Some more questions that occurred to me as I went through all of this:
- what are the hard parts? for people working on using RL to improve their system, is the hard part setting up the training infrastructure and system in such a way or is it finding the right way to specify rewards or what? (My reading suggests that it’s all about the rewards and less about the narrow technical details, but I haven’t gone particularly deep so I might be wrong there.)
- How does this process work with teams doing RL? What are the personas involved? Is it possible (or common?) for a single person to be doing this, or if it’s more often a team, then what kinds of labels are given to the various people? Are they all engineers? Are there domain experts mixed in with the team?
- What tools map on to the different stages? (This is maybe the easiest question to answer and I assume during the course of my study I’ll build up a much more detailed picture of this. It’s also somehow the least interesting question.)
- For terminology, it occurred to me that I need to keep an ongoing list of terms and their equivalents, perhaps in a table form, so that I can track all the different ways that researchers and practitioners refer to the same thing in slightly different ways :)
- I’m very curious about the best practices for reward design. I assume there are some, and I assume that the very best practices are probably being hoarded by frontier labs, but I’m looking forward to seeing what I can discover.
- How do domain experts distinguish themselves in this field?
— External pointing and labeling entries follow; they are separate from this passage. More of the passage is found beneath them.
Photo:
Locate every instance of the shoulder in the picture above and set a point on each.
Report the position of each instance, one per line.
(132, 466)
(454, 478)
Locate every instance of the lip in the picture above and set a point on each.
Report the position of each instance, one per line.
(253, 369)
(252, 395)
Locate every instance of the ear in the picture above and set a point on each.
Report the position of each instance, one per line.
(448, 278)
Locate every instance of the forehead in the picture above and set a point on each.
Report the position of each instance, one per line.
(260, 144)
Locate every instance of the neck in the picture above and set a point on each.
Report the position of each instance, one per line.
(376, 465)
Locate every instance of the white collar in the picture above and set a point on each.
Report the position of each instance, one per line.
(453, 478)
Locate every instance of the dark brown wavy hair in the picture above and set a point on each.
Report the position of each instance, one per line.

I imagine it’s quite easy for mathematicians and scientists to work with the RL teams since they are already at least partly ‘technical’, but I’d be curious how experts from the humanities are being brought into the RL work. For example, for something like OpenAI’s “Deep Research” feature, were there non-engineers on the team that developed this?
- Connected to my previous work on hinbox, I’m very interested in how we define (via the reward function) what a perfect profile is. This is a very qualitative evaluation and has many different facets to it. Do we give our answer based on the diff (i.e. how we just updated part of a particular profile) or do we give our answer based on the profile as a whole? Or both? or some blended answer?
- (How do RLMs fit into all of this? I’ve previously written about RLMS in the context of ZenML) but it’s unclear to me how the two are related, if at all).
- How much of the RL energy and craze at the moment is big model hype? Will all of these techniques last? Who are the people who are challenging the rise of RL? Who are the people doing weird things in the space? Who are the people who really say it’s a waste of time? Really interested in all of this, since for sure it does feel like there’s a bit too much attention and effort being paid to it.